Re: (reiserfs) Re: RFC: Re: journal ports for 2.3? (resending because my ISP probably lost it)

From: Chris Mason <hidden>
Date: 2000-01-05 15:50:51

On Wed, 5 Jan 2000, Peter J. Braam wrote:
I think I mean joining.  What I need is:
  
 braam starts trans
   does A
   calls reiser: hans starts
   does B
   hans commits; nothing goes to disk yet
   braam does C
braam commits/aborts ABC now go or don't
Reiserfs won't do this kind of nesting right now, we also don't have a
transaction abort (aside from crashing the machine).  These can be added
to a future version, but would you mind explaining your transaction needs
in more detail (offline) so I can get a better idea of what you are
looking for?

-chris
- Peter -

On Wed, 5 Jan 2000, Hans Reiser wrote:
quoted
Is nesting really the term you mean to use here, or is joining the term you
mean?

Do you really mean transactions within other transactions?

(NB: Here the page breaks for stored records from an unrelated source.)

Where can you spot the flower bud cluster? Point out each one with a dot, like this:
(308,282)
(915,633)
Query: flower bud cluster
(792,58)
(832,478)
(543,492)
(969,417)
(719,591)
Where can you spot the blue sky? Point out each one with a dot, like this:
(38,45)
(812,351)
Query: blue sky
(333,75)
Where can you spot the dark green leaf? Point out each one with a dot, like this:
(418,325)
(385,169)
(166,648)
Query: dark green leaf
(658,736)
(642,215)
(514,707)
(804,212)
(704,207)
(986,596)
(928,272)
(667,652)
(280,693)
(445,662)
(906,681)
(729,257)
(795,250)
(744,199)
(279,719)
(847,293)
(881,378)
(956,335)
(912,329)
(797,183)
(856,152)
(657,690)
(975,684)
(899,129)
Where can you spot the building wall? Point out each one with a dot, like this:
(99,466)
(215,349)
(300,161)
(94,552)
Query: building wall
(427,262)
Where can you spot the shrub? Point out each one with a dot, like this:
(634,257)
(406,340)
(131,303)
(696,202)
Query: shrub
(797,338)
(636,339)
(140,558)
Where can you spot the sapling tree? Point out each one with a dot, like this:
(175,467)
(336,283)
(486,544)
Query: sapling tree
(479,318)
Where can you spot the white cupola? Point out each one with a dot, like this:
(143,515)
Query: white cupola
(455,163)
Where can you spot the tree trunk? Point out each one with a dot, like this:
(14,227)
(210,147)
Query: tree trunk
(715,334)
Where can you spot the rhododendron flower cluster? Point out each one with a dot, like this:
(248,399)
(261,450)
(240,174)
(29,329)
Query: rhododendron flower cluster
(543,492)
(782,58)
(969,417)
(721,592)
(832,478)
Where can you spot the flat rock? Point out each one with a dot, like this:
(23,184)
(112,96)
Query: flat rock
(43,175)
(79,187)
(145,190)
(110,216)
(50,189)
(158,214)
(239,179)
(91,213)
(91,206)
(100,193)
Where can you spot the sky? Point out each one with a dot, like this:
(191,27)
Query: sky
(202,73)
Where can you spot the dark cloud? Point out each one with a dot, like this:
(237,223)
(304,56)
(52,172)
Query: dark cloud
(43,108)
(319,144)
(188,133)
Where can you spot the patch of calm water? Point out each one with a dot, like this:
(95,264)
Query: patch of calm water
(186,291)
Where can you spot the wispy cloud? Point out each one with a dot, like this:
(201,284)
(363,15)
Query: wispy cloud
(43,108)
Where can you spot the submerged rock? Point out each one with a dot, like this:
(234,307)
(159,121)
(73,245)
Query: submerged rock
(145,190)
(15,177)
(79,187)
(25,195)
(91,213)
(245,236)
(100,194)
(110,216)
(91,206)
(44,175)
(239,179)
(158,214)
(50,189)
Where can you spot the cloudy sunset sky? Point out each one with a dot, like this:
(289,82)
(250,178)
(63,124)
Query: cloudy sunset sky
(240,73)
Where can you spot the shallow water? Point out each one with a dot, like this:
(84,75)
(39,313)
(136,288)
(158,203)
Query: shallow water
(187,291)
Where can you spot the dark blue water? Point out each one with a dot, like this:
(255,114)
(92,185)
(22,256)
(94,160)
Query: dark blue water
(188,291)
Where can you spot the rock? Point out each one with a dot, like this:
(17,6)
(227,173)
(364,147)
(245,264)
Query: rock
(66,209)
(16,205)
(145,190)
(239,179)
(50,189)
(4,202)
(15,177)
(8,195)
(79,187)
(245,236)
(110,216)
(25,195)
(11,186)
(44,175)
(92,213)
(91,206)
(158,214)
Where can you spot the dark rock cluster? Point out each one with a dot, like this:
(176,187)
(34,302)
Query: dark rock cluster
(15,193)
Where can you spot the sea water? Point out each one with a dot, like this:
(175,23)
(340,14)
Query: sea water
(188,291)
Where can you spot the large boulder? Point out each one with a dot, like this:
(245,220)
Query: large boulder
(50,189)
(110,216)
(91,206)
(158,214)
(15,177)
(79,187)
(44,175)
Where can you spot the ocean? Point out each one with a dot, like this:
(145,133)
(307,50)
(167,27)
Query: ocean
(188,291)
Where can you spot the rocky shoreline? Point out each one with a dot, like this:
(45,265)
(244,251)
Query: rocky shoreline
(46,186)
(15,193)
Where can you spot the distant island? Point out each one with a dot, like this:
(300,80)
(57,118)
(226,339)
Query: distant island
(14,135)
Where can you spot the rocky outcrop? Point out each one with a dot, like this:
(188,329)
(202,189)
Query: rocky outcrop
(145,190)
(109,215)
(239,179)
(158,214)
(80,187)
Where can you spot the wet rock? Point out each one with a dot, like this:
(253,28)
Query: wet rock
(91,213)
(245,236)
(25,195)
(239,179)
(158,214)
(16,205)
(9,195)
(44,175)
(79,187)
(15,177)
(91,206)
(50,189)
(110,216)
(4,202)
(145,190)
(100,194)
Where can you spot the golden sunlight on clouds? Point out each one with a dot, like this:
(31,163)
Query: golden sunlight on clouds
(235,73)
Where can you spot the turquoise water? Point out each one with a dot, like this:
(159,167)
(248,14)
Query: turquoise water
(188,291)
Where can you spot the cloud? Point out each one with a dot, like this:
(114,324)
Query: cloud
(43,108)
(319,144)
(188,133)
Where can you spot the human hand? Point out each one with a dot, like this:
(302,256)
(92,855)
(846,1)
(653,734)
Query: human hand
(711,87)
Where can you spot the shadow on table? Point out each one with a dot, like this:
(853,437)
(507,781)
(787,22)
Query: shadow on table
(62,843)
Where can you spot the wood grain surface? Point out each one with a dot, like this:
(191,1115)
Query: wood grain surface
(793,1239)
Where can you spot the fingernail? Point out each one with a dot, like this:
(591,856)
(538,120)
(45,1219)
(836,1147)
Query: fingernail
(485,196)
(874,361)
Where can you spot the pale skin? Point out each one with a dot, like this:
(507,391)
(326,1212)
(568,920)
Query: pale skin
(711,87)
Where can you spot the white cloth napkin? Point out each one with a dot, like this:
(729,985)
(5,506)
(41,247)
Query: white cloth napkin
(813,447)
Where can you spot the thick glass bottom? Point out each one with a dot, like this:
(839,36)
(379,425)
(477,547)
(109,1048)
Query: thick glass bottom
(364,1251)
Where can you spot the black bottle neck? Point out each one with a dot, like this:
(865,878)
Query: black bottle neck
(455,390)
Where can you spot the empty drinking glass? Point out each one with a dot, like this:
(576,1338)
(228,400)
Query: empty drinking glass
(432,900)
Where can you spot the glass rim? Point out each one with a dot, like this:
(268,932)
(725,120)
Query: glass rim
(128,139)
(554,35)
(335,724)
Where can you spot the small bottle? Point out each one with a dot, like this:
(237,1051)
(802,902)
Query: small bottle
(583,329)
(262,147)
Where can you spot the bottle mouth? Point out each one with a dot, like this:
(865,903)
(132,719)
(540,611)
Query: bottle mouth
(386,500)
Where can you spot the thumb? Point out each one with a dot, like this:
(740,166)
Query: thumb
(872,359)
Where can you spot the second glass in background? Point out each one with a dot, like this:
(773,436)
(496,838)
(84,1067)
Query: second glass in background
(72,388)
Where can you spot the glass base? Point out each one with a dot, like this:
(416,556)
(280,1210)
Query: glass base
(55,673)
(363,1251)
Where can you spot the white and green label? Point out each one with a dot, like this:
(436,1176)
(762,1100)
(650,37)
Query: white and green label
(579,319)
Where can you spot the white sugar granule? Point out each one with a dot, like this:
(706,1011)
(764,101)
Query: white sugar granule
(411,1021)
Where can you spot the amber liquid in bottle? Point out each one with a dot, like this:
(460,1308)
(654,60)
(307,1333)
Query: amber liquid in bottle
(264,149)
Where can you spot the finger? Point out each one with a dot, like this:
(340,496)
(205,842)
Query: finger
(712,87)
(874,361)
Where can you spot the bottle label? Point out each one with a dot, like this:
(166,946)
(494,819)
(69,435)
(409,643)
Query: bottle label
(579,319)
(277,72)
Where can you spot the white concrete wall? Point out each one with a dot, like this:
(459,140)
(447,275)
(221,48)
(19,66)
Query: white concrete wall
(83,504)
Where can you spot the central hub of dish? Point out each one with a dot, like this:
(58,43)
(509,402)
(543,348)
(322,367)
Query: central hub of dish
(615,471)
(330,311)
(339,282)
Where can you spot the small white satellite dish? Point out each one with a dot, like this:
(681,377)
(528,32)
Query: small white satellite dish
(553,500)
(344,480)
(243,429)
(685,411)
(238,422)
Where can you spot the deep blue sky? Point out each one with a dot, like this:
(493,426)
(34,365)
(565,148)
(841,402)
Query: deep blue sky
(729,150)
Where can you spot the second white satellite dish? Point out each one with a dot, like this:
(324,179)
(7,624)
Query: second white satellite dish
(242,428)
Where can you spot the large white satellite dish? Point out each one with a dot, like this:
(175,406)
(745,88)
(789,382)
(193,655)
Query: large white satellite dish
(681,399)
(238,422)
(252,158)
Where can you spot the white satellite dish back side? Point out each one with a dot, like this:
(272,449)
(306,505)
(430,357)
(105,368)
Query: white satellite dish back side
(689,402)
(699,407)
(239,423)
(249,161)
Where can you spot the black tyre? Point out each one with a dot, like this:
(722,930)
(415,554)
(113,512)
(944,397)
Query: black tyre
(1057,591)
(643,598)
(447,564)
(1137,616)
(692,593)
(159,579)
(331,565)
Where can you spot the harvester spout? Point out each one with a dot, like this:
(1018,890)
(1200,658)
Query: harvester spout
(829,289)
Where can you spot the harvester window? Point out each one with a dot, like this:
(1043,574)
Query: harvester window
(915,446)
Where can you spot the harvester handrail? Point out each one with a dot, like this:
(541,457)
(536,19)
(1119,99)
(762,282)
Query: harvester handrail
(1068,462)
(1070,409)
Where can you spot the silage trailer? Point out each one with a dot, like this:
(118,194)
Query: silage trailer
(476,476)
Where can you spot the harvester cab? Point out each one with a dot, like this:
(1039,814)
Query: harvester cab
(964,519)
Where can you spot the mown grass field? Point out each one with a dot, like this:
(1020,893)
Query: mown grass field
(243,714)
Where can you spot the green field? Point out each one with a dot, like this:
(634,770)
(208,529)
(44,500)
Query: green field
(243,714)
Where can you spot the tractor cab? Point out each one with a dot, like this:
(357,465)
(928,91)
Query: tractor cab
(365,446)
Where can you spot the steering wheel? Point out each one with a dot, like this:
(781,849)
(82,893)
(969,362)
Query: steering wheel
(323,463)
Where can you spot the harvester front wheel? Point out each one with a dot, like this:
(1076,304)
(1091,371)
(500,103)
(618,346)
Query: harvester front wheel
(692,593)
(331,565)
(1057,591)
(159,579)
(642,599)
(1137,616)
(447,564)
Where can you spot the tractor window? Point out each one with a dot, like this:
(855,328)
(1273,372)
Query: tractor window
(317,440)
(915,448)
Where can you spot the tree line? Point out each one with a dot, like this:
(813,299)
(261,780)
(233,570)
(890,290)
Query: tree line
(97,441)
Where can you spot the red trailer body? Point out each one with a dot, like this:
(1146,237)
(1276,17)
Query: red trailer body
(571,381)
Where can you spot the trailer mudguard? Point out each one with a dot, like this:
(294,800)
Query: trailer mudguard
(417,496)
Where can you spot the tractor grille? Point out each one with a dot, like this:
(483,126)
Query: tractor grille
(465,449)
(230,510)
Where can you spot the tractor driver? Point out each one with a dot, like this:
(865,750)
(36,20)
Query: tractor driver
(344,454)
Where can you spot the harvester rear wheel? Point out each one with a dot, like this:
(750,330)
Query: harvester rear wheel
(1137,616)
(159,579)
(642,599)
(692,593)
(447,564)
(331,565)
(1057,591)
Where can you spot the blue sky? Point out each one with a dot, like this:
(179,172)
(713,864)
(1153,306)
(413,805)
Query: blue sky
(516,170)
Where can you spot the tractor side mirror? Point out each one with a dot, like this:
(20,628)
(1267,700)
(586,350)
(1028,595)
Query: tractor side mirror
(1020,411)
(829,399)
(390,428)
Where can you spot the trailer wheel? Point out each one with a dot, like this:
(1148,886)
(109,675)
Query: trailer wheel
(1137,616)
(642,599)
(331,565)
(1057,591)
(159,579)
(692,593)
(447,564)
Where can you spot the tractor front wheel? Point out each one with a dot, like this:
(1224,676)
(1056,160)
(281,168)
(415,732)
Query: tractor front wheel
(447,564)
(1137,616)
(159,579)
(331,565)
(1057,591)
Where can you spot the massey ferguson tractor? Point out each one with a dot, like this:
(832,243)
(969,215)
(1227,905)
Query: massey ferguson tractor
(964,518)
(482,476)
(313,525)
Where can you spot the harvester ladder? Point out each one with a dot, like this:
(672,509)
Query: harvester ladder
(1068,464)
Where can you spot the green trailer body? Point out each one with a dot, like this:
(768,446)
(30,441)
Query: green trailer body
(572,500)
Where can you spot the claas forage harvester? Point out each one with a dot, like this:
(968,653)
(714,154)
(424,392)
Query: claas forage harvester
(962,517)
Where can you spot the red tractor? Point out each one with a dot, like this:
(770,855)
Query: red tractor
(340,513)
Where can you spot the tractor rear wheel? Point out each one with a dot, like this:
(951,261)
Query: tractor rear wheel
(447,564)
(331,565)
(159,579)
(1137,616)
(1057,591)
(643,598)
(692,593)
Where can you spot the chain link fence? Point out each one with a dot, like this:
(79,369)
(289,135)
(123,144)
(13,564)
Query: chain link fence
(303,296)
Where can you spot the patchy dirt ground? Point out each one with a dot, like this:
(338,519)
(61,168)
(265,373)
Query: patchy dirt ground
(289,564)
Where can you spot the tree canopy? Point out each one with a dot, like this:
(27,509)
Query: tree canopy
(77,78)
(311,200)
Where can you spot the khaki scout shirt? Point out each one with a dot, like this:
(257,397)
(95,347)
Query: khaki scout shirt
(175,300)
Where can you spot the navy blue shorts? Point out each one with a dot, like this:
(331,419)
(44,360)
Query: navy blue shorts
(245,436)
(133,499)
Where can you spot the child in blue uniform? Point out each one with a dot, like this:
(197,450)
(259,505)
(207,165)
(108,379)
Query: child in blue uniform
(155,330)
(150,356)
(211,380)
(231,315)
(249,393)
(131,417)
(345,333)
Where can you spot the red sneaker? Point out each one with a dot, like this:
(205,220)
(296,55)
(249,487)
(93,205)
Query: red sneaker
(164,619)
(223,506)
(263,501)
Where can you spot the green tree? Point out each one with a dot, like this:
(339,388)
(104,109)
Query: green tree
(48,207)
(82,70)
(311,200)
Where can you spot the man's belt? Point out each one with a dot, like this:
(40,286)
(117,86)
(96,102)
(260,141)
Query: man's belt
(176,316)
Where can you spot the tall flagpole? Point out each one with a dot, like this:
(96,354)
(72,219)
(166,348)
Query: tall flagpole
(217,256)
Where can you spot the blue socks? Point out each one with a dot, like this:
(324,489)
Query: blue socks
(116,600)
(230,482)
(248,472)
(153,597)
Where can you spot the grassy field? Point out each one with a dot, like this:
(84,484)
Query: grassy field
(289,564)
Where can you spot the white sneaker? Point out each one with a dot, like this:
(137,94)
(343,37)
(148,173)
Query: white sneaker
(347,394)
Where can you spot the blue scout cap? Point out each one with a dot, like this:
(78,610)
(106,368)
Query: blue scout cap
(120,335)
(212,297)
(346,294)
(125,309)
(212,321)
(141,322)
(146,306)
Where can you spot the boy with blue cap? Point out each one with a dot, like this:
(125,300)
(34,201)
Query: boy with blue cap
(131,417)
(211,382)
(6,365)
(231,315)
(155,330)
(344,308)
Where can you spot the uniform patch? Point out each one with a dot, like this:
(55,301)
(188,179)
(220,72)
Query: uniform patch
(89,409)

Exactly what functionality do you need?

Hans

"Peter J. Braam" wrote:
quoted
Hi,

I have one request for the journal API for use by network file systems -
it is a request of a slightly different nature than the ones discussed so
far.

InterMezzo (www.inter-mezzo.org) exploits an existing disk file system as
a cache and wraps around it. (Any disk file system can be used, but so far
only Ext2 has been exploited.)  High availability file systems need update
logs of changes that were made to the cache so that these may be
propagated to peers when they come back online (to support "disconnected
operation").

Requested feature:
------------------------------------------------------------------------

Stephen's journal API has a tremendously useful feature: it allows nesting
of transactions.   I don't know if Reiser has this (can you tell me
Chris?) but it is _incredibly_ useful.  So:

- InterMezzo can start a journal transaction
 - execute the underlying Ext3 routine within that transaction
   (i.e. the Ext3 transaction becomes part of the one started
    by InterMezzo)
- InterMezzo finishes its routine (e.g. by noting that an update
took place in its update log) and commits or aborts the transaction

-------------------------------------------------------------------------

[So, in particular InterMezzo and Ext3 share the journal transaction log.]

Why is this useful? There are at least two reasons:

 - the update InterMezzo update log can be kept in sync with the Ext3 file
system as a cache

 - InterMezzo will soon manage somewhat more metadata (e.g. it may want to
remmeber a global file identifier, similar to a Coda FID or NFS file
handle) and it can make updates to its metadata atomically with updates
made to Ext3 metadata.

Both of these reasons touch the core architectural decisions of systems
like Coda/AFS/InterMezzo/DCE-DFS -- so there is some historical reason to
be so delighted with what one can do with Stephen's API.

Presently, systems like Coda and AFS have a hell of a time keeping caches
in sync with the metadata and to a large extent Coda's really bad
performance is caused by this (an external transaction system is used in
conjunction with synchronous operations on the disk file system, ouch...).
InterMezzo will start using the kernel journal facility that should be
much lighter weight.

Is this a reasonable thing to ask for?